Tochigi, Japan isn’t exactly a hockey hotbed. There are rarely live games on TV, save for events like the Olympics, meaning NHL.com is the primary gateway into the hockey world. Due to the time change, Islanders games start at 8 a.m.
But that hasn’t stopped Tochigi, Japan native Yuri Terao from playing his favorite sport of hockey. Terao scored 11 points (3G, 8A) in five games the U-18 World Championship Division 1 Tournament two years ago and was named the Best Forward of the tournament that same year. Terao earned an invite to the Islanders Mini Camp this week on Long Island and made the 6,700 mile (as the crow flies) journey because there are just some invitations you can’t turn down.
“It’s been so much fun (being here),” Terao said through translator Taka Shirai. “I’ve been learning a lot from the coaches.”
With so many hockey resources at his disposal, Terao has soaked up the opportunity on Long Island. Here, he’s been developing his game with NHL coaches and top junior prospects like Griffin Reinhart and Ryan Pulock.
“He has actually played extremely well this week,” Islanders Head of Player Development Eric Cairns said. “He’s got some nice skill. It was a really good opportunity for him to come over here and take this experience as a measuring stick – to see what he can and can’t do against really good competition – and take that knowledge back to his game wherever he goes next.”

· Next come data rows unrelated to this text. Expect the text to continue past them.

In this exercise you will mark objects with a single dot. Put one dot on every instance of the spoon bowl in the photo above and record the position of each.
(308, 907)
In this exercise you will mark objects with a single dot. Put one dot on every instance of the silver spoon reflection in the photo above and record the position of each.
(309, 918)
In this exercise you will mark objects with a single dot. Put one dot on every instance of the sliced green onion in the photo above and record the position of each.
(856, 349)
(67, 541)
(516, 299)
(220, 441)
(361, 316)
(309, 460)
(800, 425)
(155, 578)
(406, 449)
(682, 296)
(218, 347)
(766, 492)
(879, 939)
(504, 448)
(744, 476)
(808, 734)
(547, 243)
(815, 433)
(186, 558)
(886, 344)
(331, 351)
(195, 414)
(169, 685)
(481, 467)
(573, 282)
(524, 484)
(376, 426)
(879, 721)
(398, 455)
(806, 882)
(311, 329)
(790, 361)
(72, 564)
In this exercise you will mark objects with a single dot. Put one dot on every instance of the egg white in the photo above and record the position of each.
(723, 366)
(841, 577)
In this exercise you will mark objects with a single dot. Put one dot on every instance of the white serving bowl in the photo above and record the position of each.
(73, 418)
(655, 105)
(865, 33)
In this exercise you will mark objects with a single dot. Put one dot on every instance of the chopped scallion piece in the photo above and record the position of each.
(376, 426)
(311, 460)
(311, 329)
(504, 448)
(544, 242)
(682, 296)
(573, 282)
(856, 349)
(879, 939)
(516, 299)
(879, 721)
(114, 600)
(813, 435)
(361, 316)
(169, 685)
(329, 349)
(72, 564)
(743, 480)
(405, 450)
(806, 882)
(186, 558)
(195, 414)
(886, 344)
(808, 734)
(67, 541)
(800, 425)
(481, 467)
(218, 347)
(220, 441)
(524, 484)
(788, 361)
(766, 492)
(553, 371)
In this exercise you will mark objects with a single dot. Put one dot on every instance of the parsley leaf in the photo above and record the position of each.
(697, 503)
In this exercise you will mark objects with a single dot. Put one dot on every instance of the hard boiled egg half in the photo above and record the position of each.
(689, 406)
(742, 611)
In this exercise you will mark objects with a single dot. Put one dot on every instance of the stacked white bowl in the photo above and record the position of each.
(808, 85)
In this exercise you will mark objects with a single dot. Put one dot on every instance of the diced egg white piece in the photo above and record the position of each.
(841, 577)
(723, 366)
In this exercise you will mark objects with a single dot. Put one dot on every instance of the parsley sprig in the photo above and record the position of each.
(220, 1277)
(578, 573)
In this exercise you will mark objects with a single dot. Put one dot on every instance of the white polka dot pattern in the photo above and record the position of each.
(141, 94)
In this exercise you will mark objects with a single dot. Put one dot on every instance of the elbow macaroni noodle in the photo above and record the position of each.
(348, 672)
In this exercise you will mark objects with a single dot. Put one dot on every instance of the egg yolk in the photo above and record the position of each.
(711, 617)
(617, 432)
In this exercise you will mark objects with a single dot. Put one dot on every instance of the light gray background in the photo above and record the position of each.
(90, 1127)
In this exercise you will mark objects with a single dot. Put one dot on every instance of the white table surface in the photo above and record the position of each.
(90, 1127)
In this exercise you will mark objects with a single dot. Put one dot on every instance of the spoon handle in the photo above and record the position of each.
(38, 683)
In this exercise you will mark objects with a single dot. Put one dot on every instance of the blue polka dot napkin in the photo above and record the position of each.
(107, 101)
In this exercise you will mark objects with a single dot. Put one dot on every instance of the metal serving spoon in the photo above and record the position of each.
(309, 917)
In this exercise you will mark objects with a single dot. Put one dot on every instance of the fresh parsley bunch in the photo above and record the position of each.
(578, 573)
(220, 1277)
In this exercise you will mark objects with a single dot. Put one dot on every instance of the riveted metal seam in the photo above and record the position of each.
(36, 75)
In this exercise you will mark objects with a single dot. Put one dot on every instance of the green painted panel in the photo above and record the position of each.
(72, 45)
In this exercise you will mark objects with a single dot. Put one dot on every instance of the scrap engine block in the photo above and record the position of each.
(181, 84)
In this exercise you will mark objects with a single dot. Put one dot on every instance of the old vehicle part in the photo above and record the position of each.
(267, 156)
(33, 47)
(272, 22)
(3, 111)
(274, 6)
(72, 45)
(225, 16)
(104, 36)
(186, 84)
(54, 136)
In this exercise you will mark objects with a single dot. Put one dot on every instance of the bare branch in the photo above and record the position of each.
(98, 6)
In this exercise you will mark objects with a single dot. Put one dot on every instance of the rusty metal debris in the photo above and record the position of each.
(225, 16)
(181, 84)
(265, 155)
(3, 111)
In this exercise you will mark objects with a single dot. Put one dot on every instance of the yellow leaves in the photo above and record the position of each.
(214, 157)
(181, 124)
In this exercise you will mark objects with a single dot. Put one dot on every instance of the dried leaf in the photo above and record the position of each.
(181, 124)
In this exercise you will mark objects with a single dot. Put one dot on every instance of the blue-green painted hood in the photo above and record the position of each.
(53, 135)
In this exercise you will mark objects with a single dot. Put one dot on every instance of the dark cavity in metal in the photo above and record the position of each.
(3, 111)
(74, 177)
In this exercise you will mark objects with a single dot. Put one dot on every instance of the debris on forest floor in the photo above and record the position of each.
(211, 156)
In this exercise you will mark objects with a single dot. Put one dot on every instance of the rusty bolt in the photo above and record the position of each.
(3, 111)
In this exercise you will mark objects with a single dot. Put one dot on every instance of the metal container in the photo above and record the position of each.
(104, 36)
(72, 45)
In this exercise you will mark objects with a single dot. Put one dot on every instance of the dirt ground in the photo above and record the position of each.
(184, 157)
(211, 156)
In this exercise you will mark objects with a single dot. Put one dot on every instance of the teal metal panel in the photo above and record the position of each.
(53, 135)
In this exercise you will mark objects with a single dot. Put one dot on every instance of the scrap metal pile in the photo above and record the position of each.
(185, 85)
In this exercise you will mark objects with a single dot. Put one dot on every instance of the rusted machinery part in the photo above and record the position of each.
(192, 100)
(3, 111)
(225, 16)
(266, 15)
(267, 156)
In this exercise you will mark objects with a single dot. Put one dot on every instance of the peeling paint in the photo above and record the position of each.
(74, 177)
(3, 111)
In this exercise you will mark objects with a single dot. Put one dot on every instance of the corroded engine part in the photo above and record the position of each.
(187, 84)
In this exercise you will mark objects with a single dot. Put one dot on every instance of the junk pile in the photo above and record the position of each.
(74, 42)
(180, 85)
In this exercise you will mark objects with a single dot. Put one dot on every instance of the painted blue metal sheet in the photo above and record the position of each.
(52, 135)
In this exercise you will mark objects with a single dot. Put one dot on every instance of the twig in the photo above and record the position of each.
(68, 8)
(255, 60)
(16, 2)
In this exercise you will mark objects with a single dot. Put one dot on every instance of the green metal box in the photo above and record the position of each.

This kind of instruction is not readily available to Terao in Japan. Terao’s father put him in skates at age two, but there are few rinks and only one player – former LA Kings goalie Yutaka Fukufjui – who has ever made the NHL. Terao’s brother Hiromichi skated at the Isles Mini Camp two years ago, but there is not a lot of public exposure to the game and a less-developed apparatus for sending players to the North American leagues.
“Compared to the United States, there are not many hockey rinks or much public support for hockey,” Terao’s translator Taka Shirai, said. “It’s not the best environment, but Terao is trying to play as much as possible.”
The language barrier is the biggest obstacle for Terao at this week’s camp. He has Shirai to translate for him off the ice, but on the ice and in the gym, he has to rely on what he sees and communicate through body language.
“We get him to watch the other players and emulate what they do,” Eric Cairns said. “He seemed to have a positive response back and really good body language. He has come to work every day and his effort level is great.”
Terao’s family and friends were able to watch him during the Blue and White Scrimmage via a live stream on NewYorkIslanders.com. There’s a long road ahead to grow the game in Japan, but an emerging local star could start warming the embers in Tochigi.